Men was de oorspronkelijke auteur vergeten, en zoals dat dan gaat, dan worden ze op naam gezet van degene die men in staat acht deze geweldige teksten te hebben geschreven: Augustinus dus, iets dat de popularisering overigens zeker geen kwaad heeft gedaan. Toen de drukpers goed begon te werken, werden ze in grote oplagen gedrukt, herdrukt en ook vertaald. Vaak heette het werk: Divi Augustini Meditationes. Zowel roomsen als protestanten blijven deze teksten lezen, bemediteren, innen, zich eigen maken, ook na het ‘Westers schisma’ (de Reformatie), en dit tot ver in de 19de eeuw: spirituele oecumene avant la lettre. De teksten in deze bundel zijn dus persoonlijke meditaties (gebeden), introspectieve teksten over God en de mens.

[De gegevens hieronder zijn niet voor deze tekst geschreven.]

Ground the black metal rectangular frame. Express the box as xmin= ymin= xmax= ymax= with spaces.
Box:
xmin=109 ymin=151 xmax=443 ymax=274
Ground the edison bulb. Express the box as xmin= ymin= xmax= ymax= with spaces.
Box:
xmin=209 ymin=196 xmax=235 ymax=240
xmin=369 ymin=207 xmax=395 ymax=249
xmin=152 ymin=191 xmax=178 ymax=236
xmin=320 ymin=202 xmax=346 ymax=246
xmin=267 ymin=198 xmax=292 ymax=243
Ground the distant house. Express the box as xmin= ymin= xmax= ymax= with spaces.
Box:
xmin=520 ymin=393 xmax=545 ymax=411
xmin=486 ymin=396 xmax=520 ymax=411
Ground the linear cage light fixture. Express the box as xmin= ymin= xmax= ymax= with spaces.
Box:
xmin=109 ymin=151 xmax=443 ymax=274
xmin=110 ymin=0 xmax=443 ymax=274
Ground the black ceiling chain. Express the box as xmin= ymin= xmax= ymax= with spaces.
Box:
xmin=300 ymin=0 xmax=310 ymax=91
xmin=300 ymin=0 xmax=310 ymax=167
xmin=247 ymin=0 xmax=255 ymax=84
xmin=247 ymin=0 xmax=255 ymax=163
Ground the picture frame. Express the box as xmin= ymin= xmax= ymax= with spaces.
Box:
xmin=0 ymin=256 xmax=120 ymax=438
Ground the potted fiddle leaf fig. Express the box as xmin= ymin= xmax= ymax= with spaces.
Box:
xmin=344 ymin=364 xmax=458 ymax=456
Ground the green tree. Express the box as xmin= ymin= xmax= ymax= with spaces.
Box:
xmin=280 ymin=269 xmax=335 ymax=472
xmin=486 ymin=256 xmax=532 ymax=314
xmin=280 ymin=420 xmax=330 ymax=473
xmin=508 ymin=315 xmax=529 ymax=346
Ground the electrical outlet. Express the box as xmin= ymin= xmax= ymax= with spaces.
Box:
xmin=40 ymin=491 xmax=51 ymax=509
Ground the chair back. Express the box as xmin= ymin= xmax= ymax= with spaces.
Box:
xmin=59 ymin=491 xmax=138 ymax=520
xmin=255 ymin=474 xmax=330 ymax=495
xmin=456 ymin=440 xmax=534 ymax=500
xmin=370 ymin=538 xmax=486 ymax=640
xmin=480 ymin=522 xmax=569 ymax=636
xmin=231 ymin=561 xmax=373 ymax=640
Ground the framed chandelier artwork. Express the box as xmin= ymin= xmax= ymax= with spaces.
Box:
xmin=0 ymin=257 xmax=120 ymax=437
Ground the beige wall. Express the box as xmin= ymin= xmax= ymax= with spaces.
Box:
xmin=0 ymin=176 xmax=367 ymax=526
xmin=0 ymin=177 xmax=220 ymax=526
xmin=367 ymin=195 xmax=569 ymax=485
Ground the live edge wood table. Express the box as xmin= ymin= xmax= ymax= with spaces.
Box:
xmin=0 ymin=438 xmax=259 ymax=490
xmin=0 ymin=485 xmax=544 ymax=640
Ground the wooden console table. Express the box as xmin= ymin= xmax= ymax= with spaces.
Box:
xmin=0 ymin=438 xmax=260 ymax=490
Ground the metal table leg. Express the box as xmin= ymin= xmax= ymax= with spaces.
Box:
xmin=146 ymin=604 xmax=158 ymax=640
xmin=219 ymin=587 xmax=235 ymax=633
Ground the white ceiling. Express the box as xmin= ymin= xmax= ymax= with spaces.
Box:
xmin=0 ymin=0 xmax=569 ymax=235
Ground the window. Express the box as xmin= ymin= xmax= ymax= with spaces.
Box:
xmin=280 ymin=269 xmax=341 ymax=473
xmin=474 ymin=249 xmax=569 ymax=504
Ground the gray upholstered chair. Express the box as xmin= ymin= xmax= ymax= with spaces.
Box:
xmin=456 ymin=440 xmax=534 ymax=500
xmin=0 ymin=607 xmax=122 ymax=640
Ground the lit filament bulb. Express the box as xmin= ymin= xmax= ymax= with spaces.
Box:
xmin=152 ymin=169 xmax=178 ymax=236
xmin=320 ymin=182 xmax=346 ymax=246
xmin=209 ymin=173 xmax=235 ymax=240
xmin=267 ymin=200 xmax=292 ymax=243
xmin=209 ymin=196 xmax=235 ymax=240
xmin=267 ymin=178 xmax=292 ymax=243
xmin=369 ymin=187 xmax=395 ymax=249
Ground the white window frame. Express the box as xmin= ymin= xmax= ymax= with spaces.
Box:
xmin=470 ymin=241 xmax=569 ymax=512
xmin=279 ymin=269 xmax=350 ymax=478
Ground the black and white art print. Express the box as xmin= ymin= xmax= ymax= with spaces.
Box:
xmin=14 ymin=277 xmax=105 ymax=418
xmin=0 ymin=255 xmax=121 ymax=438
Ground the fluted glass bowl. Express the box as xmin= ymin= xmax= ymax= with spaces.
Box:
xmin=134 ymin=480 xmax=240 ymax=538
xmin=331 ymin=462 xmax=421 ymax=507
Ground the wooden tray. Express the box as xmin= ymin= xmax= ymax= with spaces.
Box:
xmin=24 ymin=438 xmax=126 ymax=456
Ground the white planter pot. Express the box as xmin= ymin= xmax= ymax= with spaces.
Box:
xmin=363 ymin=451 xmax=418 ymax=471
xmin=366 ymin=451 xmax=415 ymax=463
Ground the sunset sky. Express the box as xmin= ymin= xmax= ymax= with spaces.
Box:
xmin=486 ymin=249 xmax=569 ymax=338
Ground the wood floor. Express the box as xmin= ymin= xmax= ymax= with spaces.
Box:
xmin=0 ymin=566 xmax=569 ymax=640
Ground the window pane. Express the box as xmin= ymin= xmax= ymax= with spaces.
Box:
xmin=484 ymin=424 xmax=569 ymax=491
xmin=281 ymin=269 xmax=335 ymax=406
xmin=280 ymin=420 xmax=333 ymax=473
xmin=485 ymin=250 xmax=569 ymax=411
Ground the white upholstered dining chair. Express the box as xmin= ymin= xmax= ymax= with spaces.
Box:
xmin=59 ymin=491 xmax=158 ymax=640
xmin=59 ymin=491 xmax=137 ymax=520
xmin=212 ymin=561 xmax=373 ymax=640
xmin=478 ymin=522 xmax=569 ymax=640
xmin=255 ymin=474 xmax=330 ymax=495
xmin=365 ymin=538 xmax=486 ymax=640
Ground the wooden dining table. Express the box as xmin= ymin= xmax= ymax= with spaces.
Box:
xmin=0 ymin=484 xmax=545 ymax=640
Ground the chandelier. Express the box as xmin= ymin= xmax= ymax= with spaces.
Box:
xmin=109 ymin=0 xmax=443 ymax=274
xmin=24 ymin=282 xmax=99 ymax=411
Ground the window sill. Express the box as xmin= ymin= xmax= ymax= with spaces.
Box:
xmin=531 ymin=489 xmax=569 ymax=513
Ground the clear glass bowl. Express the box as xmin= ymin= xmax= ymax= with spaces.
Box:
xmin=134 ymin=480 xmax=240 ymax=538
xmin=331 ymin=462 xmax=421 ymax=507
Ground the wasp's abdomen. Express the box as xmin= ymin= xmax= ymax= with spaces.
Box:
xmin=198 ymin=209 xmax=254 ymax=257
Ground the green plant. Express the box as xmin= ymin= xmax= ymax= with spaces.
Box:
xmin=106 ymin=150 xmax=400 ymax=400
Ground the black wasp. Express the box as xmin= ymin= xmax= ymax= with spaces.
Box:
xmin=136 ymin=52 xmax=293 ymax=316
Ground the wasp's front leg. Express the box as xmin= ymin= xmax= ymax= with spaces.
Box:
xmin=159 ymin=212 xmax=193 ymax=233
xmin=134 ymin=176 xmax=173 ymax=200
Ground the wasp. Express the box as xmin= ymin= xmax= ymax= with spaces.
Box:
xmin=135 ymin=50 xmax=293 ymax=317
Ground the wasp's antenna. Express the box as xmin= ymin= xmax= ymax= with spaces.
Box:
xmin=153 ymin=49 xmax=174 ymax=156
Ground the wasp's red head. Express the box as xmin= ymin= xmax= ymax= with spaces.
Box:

Caput VII gaat dus over het lijden van Christus. Ze zijn gevoed door Augustinus c.s (z.b.)., maar ook door liederen, gebedsformules en bijbelteksten. Jean de Fécamp schreef ze in de eerste persoon enkelvoud. Ze klinken dus heel persoonlijk (maar vergis u niet: dit ‘ik’ is niet perse autobiografisch; veeleer is het didactisch. Lees maar, zeg maar na… en je bent aan het bidden). Ze zijn a.h.w. het spirituele luik van de kloosterhervormingen die toen plaats vonden (voorbeeld: Cluny, St Bénigne in Dyon). Dus om het innerlijk leven van de monniken te verbeteren. Dat was immers zijn missie als abt. Zelf zal hij nooit hebben kunnen bevroeden, dat hij met die teksten de eerste steen heeft gelegd voor hèt meditatieboek van vele eeuwen christenen. Je hoort passages, gedachtengangen meeklinken als Luther preekt, als Josquin een geestelijk motet toonzet, als Schütz hetzelfde nog eens overdoet (in Latijn en het Duits), en niet alleen wat hoofdstuk VII betreft (Ook de prozateksten uit O bone Jesu komen grotendeels uit dit boekwerk)… en dus als wij Herzliebster Jesu zingen of horen. Hieronder voor de liefhebbers hoofdstuk VII (bijna compleet), zoals het voorkomt in een druk uit 1755 (maar deze is gebaseerd op een editie uit de late 16de eeuw van Henri de Sommal (Sommalius). Ook de protestantse – Lutherse – versie van Andreas Musculus, Precationes uit 1571, ook talloze malen herdrukt, wijzigt in deze tekst niets.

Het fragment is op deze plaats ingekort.